If you are a United States legal permanent resident (“LPR” or “green card holder”), you may be eligible to become a United States citizen. United States (“U.S.”) citizenship opens the door to substantial benefits, including having the right to vote, eligibility for federal benefits or jobs, and unlimited length of international travel.
In order to qualify for citizenship in the United States, LPRs must meet the following requirements:
- Applicant must be admitted to permanent resident status;
- Applicant is at least 18 years of age;
- Applicant has been continuously residing in the U.S. for a minimum period of time (generally 5 years, but 3 years for spouses of U.S. citizens);
- Applicant has been residing in the state of application for a minimum of 3 months;
- Applicant has been physically present in the U.S. for a minimum period (at least half the period of required continuous residence);
- Applicant must reside in the U.S. from the date of filing for naturalization until actual admission to citizenship;
- Applicant is able to read, write, and speak ordinary English;
- Applicant has knowledge of U.S. history and government;
- Applicant has good moral character; and
- Applicant is attached to the principles of the U.S. constitution.

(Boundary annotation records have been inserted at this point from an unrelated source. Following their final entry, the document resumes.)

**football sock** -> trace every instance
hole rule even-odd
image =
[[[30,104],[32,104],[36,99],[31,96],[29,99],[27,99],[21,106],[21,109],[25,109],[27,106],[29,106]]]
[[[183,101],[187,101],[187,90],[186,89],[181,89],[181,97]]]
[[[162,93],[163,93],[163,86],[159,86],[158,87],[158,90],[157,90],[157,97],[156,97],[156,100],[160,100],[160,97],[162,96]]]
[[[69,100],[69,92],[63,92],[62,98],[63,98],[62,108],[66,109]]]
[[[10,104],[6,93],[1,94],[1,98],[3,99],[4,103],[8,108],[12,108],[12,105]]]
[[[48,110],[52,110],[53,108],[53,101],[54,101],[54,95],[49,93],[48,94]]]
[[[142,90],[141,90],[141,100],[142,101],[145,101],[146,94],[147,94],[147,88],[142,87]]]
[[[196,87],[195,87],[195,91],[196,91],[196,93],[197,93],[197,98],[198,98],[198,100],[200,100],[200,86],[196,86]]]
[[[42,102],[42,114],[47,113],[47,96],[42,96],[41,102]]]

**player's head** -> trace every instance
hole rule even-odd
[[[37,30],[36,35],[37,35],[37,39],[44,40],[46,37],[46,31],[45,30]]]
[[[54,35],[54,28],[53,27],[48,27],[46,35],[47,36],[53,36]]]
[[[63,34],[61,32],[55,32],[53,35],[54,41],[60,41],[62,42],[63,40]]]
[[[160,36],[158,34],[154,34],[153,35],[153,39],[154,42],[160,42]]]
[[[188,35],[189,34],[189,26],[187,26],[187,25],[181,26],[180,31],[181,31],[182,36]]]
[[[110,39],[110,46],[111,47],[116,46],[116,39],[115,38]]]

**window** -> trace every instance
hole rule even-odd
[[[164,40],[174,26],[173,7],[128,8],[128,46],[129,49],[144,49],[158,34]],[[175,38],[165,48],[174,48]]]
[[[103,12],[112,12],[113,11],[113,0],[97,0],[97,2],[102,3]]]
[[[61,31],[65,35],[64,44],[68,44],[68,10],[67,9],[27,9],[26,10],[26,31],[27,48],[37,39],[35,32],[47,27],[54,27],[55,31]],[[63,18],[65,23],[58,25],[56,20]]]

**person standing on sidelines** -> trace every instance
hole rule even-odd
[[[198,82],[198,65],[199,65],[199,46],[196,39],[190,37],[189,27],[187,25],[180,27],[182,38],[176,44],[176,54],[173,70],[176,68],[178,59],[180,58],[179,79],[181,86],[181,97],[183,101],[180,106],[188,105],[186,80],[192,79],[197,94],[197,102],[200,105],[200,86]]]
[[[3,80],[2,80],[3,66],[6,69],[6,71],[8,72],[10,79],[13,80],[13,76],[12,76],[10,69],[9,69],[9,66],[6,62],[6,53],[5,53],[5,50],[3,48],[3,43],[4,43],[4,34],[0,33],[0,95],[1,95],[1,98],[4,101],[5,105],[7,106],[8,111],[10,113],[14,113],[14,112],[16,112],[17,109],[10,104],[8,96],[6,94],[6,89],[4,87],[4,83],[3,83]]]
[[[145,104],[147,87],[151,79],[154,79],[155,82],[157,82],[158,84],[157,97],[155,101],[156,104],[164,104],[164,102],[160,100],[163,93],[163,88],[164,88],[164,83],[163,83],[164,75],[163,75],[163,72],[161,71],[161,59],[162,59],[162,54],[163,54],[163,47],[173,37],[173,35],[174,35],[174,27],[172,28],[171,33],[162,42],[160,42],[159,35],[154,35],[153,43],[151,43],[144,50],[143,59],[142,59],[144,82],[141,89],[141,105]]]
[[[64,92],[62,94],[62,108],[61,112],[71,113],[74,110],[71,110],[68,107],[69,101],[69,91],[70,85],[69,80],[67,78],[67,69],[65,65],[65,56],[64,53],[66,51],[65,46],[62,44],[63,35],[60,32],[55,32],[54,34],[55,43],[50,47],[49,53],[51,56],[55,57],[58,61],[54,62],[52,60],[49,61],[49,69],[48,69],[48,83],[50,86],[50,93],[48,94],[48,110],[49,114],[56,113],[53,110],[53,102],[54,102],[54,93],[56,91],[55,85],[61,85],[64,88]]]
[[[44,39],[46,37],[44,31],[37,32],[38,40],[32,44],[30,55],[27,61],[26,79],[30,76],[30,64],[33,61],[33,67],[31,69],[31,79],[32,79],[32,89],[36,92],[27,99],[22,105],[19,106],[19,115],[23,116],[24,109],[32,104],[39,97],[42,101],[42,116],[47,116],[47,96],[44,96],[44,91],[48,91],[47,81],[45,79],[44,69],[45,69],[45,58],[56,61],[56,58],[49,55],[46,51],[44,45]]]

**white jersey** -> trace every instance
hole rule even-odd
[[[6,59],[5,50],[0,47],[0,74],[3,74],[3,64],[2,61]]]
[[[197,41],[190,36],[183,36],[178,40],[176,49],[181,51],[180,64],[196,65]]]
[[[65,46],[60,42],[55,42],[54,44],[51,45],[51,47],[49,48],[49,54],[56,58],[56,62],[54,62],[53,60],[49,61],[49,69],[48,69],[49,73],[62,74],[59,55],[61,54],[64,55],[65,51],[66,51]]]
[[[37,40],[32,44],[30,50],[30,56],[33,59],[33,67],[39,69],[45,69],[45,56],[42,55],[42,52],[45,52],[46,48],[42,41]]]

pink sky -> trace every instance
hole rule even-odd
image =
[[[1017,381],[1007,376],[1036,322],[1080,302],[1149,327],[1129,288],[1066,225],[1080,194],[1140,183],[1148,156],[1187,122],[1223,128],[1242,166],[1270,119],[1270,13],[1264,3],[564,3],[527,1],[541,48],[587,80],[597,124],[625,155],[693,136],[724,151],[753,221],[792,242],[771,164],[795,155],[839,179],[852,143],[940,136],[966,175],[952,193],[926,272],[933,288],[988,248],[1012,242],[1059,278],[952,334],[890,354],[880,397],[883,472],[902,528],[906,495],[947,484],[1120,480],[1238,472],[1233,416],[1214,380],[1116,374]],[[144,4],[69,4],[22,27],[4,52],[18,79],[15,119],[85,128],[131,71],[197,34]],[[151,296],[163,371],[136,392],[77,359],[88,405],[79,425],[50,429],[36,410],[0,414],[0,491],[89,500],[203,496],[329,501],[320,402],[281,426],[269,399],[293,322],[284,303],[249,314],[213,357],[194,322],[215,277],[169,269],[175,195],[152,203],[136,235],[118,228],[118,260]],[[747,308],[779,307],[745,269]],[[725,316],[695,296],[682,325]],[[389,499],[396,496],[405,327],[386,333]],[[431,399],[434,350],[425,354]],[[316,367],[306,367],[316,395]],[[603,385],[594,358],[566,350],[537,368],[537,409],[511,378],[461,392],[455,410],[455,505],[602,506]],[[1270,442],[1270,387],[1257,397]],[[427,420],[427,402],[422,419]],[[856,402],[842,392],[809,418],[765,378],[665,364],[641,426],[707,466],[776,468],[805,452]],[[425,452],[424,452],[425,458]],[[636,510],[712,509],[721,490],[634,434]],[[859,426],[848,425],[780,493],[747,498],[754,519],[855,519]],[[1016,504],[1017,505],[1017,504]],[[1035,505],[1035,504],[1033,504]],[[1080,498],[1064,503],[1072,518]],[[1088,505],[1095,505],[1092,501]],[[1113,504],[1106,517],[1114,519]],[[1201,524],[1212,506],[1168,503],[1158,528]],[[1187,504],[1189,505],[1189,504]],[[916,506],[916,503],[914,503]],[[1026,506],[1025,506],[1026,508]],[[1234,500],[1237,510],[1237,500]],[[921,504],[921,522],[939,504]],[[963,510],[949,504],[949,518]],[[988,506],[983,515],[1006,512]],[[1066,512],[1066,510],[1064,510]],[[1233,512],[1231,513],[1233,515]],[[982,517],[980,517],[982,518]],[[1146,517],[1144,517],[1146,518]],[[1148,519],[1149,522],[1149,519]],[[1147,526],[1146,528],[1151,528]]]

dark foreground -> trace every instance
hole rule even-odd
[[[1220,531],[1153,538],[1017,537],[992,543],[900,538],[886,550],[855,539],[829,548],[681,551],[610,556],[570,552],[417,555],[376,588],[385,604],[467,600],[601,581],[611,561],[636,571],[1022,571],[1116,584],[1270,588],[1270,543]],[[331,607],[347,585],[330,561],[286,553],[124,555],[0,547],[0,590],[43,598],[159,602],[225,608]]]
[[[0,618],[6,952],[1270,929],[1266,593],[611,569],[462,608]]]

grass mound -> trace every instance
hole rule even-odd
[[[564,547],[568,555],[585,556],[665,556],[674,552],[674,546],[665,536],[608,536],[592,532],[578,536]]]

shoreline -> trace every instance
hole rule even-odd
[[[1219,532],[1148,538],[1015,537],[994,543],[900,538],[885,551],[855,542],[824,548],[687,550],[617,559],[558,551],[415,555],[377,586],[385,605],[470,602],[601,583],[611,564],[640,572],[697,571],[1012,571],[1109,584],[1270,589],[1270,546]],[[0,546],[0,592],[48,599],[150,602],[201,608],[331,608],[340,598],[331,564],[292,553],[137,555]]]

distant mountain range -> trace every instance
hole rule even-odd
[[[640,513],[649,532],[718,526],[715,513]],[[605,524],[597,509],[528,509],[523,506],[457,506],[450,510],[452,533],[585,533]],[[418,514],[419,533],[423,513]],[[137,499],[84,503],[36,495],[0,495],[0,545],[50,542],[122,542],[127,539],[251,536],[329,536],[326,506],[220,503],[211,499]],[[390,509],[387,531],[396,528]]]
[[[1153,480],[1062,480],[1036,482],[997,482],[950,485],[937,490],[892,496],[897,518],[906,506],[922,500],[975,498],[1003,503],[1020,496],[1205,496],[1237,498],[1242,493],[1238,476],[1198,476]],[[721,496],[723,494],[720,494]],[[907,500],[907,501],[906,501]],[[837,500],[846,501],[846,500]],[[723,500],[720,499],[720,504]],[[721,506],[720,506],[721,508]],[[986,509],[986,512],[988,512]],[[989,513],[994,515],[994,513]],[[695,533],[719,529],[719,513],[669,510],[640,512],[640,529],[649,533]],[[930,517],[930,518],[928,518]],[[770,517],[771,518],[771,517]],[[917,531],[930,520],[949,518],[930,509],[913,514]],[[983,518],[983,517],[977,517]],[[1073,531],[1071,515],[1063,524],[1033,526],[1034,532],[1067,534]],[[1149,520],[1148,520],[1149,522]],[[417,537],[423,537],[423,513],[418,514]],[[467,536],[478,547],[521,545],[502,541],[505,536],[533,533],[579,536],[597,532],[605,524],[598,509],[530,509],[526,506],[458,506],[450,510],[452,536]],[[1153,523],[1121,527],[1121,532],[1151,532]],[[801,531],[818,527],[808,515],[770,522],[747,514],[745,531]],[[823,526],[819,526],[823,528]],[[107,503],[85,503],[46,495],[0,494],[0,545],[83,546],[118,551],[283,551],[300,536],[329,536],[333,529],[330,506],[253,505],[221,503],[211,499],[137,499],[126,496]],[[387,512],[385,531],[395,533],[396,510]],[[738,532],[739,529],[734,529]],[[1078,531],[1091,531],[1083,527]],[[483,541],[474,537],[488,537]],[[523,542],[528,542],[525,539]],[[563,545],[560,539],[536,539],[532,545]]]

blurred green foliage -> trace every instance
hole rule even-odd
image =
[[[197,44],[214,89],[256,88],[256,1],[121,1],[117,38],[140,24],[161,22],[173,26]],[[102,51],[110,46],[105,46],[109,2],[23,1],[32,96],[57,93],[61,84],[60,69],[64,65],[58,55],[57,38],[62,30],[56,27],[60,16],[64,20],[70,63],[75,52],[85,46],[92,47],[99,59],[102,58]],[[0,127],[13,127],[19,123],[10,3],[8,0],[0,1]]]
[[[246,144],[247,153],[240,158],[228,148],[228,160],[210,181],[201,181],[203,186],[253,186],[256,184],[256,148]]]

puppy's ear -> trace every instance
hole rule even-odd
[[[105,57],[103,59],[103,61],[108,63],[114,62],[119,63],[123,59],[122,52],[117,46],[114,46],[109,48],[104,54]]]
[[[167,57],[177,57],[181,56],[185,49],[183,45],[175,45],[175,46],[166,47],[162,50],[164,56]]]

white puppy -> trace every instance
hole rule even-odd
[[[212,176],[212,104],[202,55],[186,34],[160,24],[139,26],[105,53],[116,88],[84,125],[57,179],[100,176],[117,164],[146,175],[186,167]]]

Determining eligibility for naturalization can be a tricky matter. An application to naturalize invokes the United States Citizenship and Immigration Services (“USCIS”) to perform another review of the applicant’s permanent resident application. If USCIS concludes that the applicant unlawfully obtained LPR status, the finding will render the applicant ineligible for naturalization and may jeopardize the existing LPR status. Additionally, the principal beneficiary’s unlawful procurement of LPR status may affect a derivative beneficiary’s ability to naturalize. Eligibility is further complicated if the applicant has engaged in fraud or any criminal activity.
The following actions undermine a finding of good moral character for naturalization purposes:
- A criminal record, regardless of the nature and date of the criminal conviction;
- Unlawful voting or false claim to U.S. citizenship;
- Tax fraud or willful concealment of income;
- Smuggling of undocumented persons; or
- Giving false testimony for purposes of obtaining immigration benefits.